Indeed, there is some evidentiary record that at least one of the officers involved in the task force in Welsh expressed derogatory and demeaning statements about Obeah and its traditions. The knowledge that officers would personally impersonate an Obeahman for the purpose of eliciting a confession, and that the courts have upheld the practice in this instance, is likely to have far reach effects on the willingness of other adherents to engage in practice. Secrecy, especially from police and law enforcement, is more central to Obeah than perhaps any other religious tradition, but this does not appear to have been given proper weight by the courts.

A similar dichotomy was observed in the recent Supreme Court decision in Ktunaxa Nation v. British Columbiawhich appears to treat the objects of non-traditional religions markedly differently than it has in previous jurisprudence. The Code provisions on witchcraft, when they were used, were disproportionately targeting non-Western religious traditions.
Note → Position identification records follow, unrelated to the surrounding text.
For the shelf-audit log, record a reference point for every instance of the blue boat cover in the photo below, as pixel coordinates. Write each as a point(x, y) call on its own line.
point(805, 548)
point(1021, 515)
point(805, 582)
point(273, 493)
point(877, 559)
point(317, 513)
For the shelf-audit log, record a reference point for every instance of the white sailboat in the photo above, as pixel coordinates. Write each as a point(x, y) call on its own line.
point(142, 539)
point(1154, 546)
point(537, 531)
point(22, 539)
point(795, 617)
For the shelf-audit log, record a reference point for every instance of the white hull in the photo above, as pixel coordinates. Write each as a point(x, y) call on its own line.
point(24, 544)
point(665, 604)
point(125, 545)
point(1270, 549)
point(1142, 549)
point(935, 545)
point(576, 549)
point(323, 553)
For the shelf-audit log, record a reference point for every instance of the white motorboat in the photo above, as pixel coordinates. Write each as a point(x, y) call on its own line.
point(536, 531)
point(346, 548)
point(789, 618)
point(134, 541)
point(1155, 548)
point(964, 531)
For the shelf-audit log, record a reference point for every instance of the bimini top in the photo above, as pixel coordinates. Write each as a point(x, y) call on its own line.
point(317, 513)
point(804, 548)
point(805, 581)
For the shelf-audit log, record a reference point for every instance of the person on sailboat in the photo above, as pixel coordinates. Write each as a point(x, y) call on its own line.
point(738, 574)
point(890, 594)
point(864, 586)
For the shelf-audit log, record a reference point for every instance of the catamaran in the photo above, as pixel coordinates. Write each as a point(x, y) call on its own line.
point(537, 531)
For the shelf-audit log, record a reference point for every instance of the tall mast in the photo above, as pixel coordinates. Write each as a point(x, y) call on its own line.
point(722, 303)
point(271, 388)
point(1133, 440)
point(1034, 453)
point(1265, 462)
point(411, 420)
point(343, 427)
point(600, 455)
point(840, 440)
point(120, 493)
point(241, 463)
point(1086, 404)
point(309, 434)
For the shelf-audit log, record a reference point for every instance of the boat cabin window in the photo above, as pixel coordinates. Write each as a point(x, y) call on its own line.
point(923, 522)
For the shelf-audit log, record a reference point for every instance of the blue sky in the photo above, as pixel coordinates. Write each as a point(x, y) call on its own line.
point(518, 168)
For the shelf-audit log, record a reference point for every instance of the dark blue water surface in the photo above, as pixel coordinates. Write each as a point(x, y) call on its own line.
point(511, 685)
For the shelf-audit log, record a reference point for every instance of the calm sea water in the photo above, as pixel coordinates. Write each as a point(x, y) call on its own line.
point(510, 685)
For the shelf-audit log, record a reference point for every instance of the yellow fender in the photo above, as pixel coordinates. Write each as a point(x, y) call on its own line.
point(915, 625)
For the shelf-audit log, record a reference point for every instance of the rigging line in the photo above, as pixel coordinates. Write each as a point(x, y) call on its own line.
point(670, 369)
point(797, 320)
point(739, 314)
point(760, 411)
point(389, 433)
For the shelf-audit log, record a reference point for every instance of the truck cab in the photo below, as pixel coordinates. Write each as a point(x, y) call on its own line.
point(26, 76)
The Court of Appeal state at para 61 that the undercover officer did not compel any action for a religious purpose, because the Charter does not contain an establishment clause that would forbid state action promoting religion. However, the passage quoted by the court from Hogg is perhaps an incomplete statement of our understanding of the state’s relationship with religion. Jeremy Patrick states in the Tulsa Journal of Comparative and International Law that there is a hidden establishment clause on based on judicial interpretation of the Charter since its inception, and the reality of effecting a democracy in a legitimate and appropriate way,

Although it is certainly true that the Charter (Canada’s constitutional bill of rights) does not contain an explicit textual limitation on government establishments of religion, this prohibition is effectuated in other ways…

The proposition that section 2(a) incorporates, to an unclear degree, both “free exercise” and “anti-establishment” values in a unitary guarantee of religious freedom can be supported by the language of the text itself… the Charter is not restricted to protecting only the free exercise of religion, but “freedom of… religion” in a larger sense. This is important because freedom of religion has long been perceived as including a prohibition on the government identifying itself closely with a single religion.

Unfortunately the Supreme Court of Canada denied leave to appeal in this case, so further clarity on the subject is unlikely at this time. Instead, the case created the basis for the Julius Alexander Diversity Moot on Feb. 2, 2018, where law students across Canada struggled with these issues. It falls on them, as future members of the bar and the bench to perhaps inject greater nuance into future decisions on case-by-case privilege for religious communications.